Il progetto è stato avviato da Renexia Recharge, realtà del gruppo abruzzese Toto attiva nella mobilità sostenibile, insieme ad Atlante, società specializzata nelle infrastrutture di ricarica rapida e ultra rapida. L’intervento già realizzato ha portato all’attivazione di 20 punti di rifornimento elettrico in tre aree di servizio lungo la A24.
Le nuove stazioni di ricarica sulla A24
I siti interessati sono Civita Sud, per chi arriva da Roma e supera il confine tra Lazio e Abruzzo, Civita Nord nella direzione opposta, e Valle Aterno Ovest, in prossimità dello svincolo principale per L’Aquila. Si tratta di postazioni collocate in punti ritenuti nevralgici per i flussi di traffico sull’asse appenninico.
Per gli automobilisti abruzzesi, compresi quelli della provincia di Teramo e di Giulianova che utilizzano l’autostrada per raggiungere l’area aquilana o la Capitale, l’estensione del servizio rappresenta un tassello importante nella pianificazione dei viaggi in elettrico, soprattutto sulle tratte medio lunghe.

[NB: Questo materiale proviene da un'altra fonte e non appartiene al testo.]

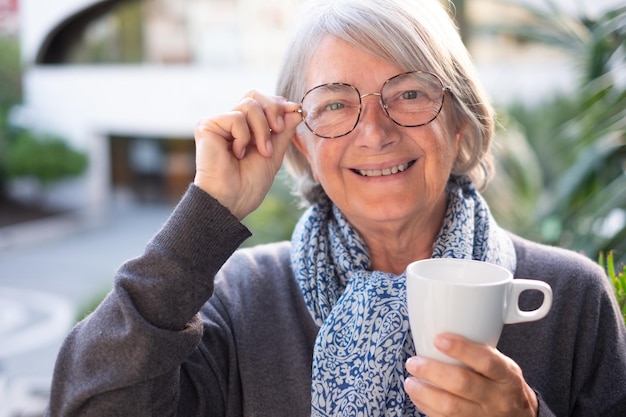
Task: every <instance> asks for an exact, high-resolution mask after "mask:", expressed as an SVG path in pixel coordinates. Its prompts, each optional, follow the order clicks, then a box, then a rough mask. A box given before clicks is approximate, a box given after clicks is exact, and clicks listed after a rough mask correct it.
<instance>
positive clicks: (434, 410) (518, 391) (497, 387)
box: [405, 334, 539, 417]
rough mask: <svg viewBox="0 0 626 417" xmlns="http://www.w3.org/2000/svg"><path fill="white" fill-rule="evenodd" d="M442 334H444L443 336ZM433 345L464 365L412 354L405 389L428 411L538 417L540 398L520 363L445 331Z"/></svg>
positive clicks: (480, 415) (481, 415)
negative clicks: (535, 393) (449, 362)
mask: <svg viewBox="0 0 626 417" xmlns="http://www.w3.org/2000/svg"><path fill="white" fill-rule="evenodd" d="M442 336H443V337H442ZM442 336H439V337H438V338H437V339H436V342H435V343H436V346H437V348H438V349H440V350H441V351H442V352H444V353H445V354H446V355H448V356H450V357H452V358H454V359H457V360H459V361H460V362H462V363H463V364H464V365H466V366H465V367H462V366H457V365H450V364H446V363H443V362H439V361H436V360H432V359H427V358H421V357H414V358H411V359H409V360H408V361H407V365H406V366H407V370H408V372H409V373H410V374H411V375H412V376H410V377H409V378H407V380H406V381H405V389H406V391H407V394H408V395H409V396H410V398H411V400H412V401H413V403H414V404H415V405H416V406H417V407H418V408H419V409H420V410H421V411H422V412H424V413H426V414H427V415H428V416H429V417H443V416H446V417H453V416H486V417H487V416H492V417H505V416H506V417H536V416H537V412H538V407H539V406H538V401H537V396H536V394H535V392H534V391H533V390H532V388H530V386H529V385H528V384H527V383H526V381H525V380H524V376H523V375H522V371H521V369H520V367H519V366H518V365H517V364H516V363H515V362H514V361H513V360H512V359H510V358H509V357H507V356H505V355H503V354H502V353H500V352H499V351H498V350H497V349H494V348H492V347H491V346H488V345H483V344H479V343H473V342H471V341H469V340H468V339H465V338H463V337H461V336H457V335H452V334H445V335H442Z"/></svg>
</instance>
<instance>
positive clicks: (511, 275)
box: [406, 258, 552, 364]
mask: <svg viewBox="0 0 626 417" xmlns="http://www.w3.org/2000/svg"><path fill="white" fill-rule="evenodd" d="M406 279H407V283H406V284H407V306H408V311H409V323H410V325H411V332H412V334H413V341H414V342H415V349H416V350H417V354H418V355H420V356H425V357H429V358H433V359H437V360H440V361H443V362H447V363H452V364H458V361H456V360H454V359H452V358H450V357H449V356H446V355H444V354H443V353H441V351H439V350H438V349H437V348H436V347H435V346H434V339H435V337H436V336H437V335H439V334H441V333H456V334H459V335H461V336H464V337H466V338H468V339H470V340H472V341H474V342H478V343H485V344H488V345H490V346H493V347H495V346H496V345H497V343H498V340H499V339H500V334H501V333H502V328H503V326H504V324H513V323H521V322H526V321H534V320H539V319H541V318H543V317H545V316H546V314H548V311H550V307H551V306H552V289H551V288H550V286H549V285H548V284H546V283H545V282H543V281H537V280H528V279H513V274H511V272H510V271H509V270H507V269H505V268H503V267H501V266H498V265H495V264H490V263H487V262H481V261H473V260H468V259H449V258H433V259H425V260H422V261H416V262H413V263H411V264H410V265H409V266H408V267H407V273H406ZM528 290H537V291H541V292H542V293H543V302H542V304H541V306H539V307H538V308H537V309H535V310H532V311H523V310H521V309H520V308H519V296H520V294H521V293H522V292H523V291H528Z"/></svg>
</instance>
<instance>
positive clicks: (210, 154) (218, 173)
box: [194, 92, 300, 219]
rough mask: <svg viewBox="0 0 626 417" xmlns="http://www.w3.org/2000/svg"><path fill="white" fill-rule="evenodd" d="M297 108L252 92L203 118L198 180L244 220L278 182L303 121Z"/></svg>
mask: <svg viewBox="0 0 626 417" xmlns="http://www.w3.org/2000/svg"><path fill="white" fill-rule="evenodd" d="M297 108H298V105H297V104H295V103H289V102H287V101H286V100H285V99H283V98H281V97H272V96H265V95H262V94H260V93H258V92H251V93H249V94H248V95H247V96H246V97H245V98H244V99H242V100H241V102H239V104H238V105H237V106H236V107H235V108H234V109H233V110H232V111H230V112H228V113H224V114H221V115H218V116H215V117H212V118H208V119H205V120H203V121H201V122H199V123H198V125H197V126H196V130H195V138H196V177H195V179H194V183H195V184H196V185H197V186H198V187H200V188H202V189H203V190H204V191H206V192H207V193H209V194H211V195H212V196H213V197H214V198H216V199H217V200H218V201H219V202H220V203H221V204H222V205H224V206H225V207H227V208H228V209H229V210H231V212H232V213H233V214H234V215H235V216H237V217H238V218H239V219H243V217H245V216H247V215H248V214H249V213H250V212H251V211H252V210H254V209H256V208H257V207H258V205H259V204H260V203H261V202H262V201H263V198H265V194H266V193H267V191H268V190H269V188H270V186H271V184H272V182H273V181H274V176H275V175H276V173H277V172H278V170H279V168H280V165H281V164H282V160H283V157H284V155H285V152H286V150H287V147H288V146H289V143H290V141H291V139H292V137H293V135H294V134H295V129H296V126H297V125H298V123H299V122H300V116H299V114H298V113H295V110H297Z"/></svg>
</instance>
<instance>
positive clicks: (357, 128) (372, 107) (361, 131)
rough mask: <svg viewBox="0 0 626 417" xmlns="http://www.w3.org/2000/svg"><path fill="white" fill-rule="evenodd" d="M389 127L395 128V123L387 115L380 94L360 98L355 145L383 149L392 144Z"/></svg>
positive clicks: (361, 96)
mask: <svg viewBox="0 0 626 417" xmlns="http://www.w3.org/2000/svg"><path fill="white" fill-rule="evenodd" d="M366 99H367V100H366ZM391 125H394V126H395V123H394V122H393V120H391V119H390V118H389V116H388V115H387V113H386V111H385V108H384V106H383V103H382V100H381V97H380V93H369V94H364V95H363V96H361V117H360V119H359V123H358V125H357V127H356V130H357V132H356V133H357V135H356V139H355V142H356V143H357V144H359V145H361V146H368V147H374V148H383V147H385V146H386V145H387V144H389V143H390V142H393V135H391V134H390V128H391V127H392V126H391Z"/></svg>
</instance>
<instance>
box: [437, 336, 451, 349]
mask: <svg viewBox="0 0 626 417" xmlns="http://www.w3.org/2000/svg"><path fill="white" fill-rule="evenodd" d="M435 345H437V348H438V349H439V350H442V351H445V350H449V349H450V346H451V345H452V342H451V341H450V339H449V338H447V337H446V336H437V338H436V339H435Z"/></svg>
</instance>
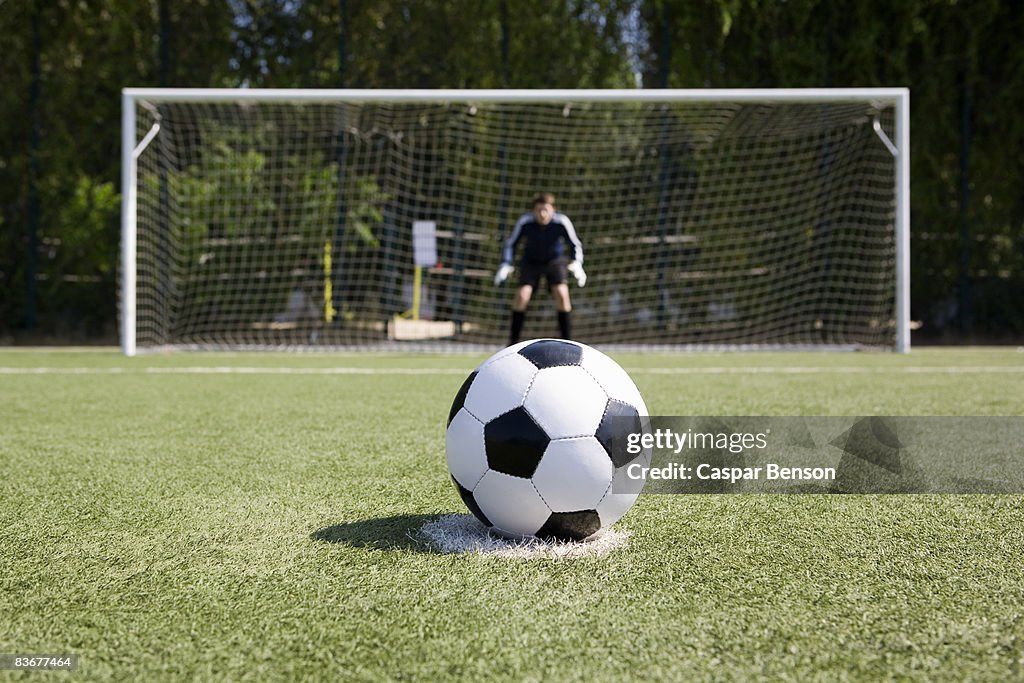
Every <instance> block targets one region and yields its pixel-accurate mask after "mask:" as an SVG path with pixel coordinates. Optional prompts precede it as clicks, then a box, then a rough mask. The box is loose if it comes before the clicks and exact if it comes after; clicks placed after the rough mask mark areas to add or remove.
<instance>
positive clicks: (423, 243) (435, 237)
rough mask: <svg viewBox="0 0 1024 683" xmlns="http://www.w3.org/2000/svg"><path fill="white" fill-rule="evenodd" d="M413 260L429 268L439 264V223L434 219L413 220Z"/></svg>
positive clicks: (417, 262)
mask: <svg viewBox="0 0 1024 683" xmlns="http://www.w3.org/2000/svg"><path fill="white" fill-rule="evenodd" d="M413 261H414V263H415V264H416V265H419V266H422V267H427V268H432V267H433V266H435V265H437V223H435V222H434V221H432V220H414V221H413Z"/></svg>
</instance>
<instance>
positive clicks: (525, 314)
mask: <svg viewBox="0 0 1024 683" xmlns="http://www.w3.org/2000/svg"><path fill="white" fill-rule="evenodd" d="M532 296H534V287H532V286H531V285H522V286H520V287H519V289H518V290H516V293H515V300H514V301H513V302H512V325H511V328H510V330H509V346H511V345H512V344H515V343H516V342H517V341H519V336H520V335H521V334H522V325H523V323H525V322H526V306H528V305H529V299H530V297H532Z"/></svg>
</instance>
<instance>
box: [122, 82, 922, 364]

Previsto un ampliamento anche sulla A25
Il piano non si ferma qui. Nei prossimi mesi è attesa anche l’attivazione di altri 8 punti di ricarica in un’ulteriore area di servizio sulla A25, con l’obiettivo di rafforzare la copertura lungo l’altra direttrice che attraversa l’Abruzzo interno. Le due autostrade sono gestite da Strada dei Parchi, società del gruppo Toto.
L’intervento si inserisce in un quadro più ampio di crescita delle colonnine ad alta potenza sulle arterie nazionali. Atlante, già presente su diversi tratti autostradali italiani, consolida così la propria presenza anche su un corridoio che mette in relazione la dorsale tirrenica con quella adriatica.
Ricarica fast e sviluppo ultra rapido
In questa prima fase le nuove installazioni consentono ricariche fast fino a 100 kW. Successivamente, con l’entrata in funzione dei sistemi di accumulo energetico previsti dal progetto, la potenza potrà salire fino a 360 kW, permettendo tempi di sosta più contenuti e un recupero dell’autonomia molto più rapido.
Ogni stazione sarà dotata di un sistema di accumulo studiato per migliorare la gestione dei flussi di energia, aumentare l’efficienza operativa e alleggerire l’impatto sulla rete elettrica. L’obiettivo dichiarato è offrire un servizio stabile e adatto a una domanda destinata a crescere nei prossimi anni.
Un’infrastruttura utile anche per il territorio abruzzese
L’iniziativa assume un rilievo particolare per l’Abruzzo, regione attraversata da percorsi turistici, aree produttive e collegamenti essenziali tra costa e interno. Per chi parte da Giulianova, Roseto degli Abruzzi o dalla costa teramana e si dirige verso L’Aquila o Roma, la disponibilità di nuovi punti di ricarica può contribuire a rendere più semplice l’utilizzo quotidiano dei veicoli elettrici.
Le società coinvolte spiegano che gli impianti sono stati progettati per essere progressivamente potenziati in base all’evoluzione della domanda. In sostanza, la rete realizzata sulle A24 e A25 è pensata come una base destinata a crescere, in un contesto in cui la transizione energetica passa anche dalla possibilità di viaggiare senza difficoltà sulle principali infrastrutture viarie regionali.